I should have left, but instead I picked up the receiver and dialed a number.

“Marvel’s Used Cars,” she said.

“Can we have dinner tonight?”

“Easy?”

“Uh-huh.”

“I can’t tonight, Easy,” Tourmaline said. “I have a date. Maybe this weekend?”

“That would be just as good,” I said, thinking my tone was light and airy.

“What’s wrong?” she asked.

“Nothing. Why? Do I sound like something’s wrong?”

“You sound like it looks when a girl is turning her head away.”

“A girl?”

“Where are you right now, Easy Rawlins?” Tourmaline Goss asked.

It was a crack in the dam, a fissure I felt all the way down to my childhood. Tourmaline was that perpetual Black Woman and I was the forever child. Her tone paralyzed me there on the party girl’s military-style bed. I could see the bushy pine out Pretty’s small window. For all I knew, Pretty had gone to the pharmacy to get aspirin for the headache I had given her. She might have been on the way back at that very moment.

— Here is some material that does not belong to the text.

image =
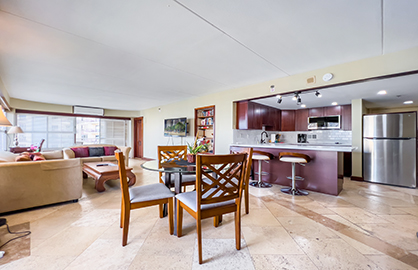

“I just broke into this house,” I said. “Somebody said that a friend’a mine killed somebody, but I knew this woman could prove that the man who’s supposed to be dead is still alive. . . .”

For the next hour and a half I told Tourmaline most of the important moments of my life. I told her about Mouse, whom she’d heard about, and Jackson and Etta and Bonnie. I told her all that I had been through up to the moment I threw Bonnie out of my house. I didn’t mention any killings or murders outside the one Mouse was blamed for. That would have been unfair to an innocent university student.

Tourmaline listened to me patiently even though she was at work. People interrupted her now and then, but she always got back on the line and said, “Go on.”

I had hoped the confession would relieve me, but instead it brought on a sense of emptiness. Laying my life out like that made me see that I had wasted my potential on misguided pride and rage at strangers.

“I should go,” I said at last, “before the young woman comes home.”

“What time are you going to pick me up?” Tourmaline asked.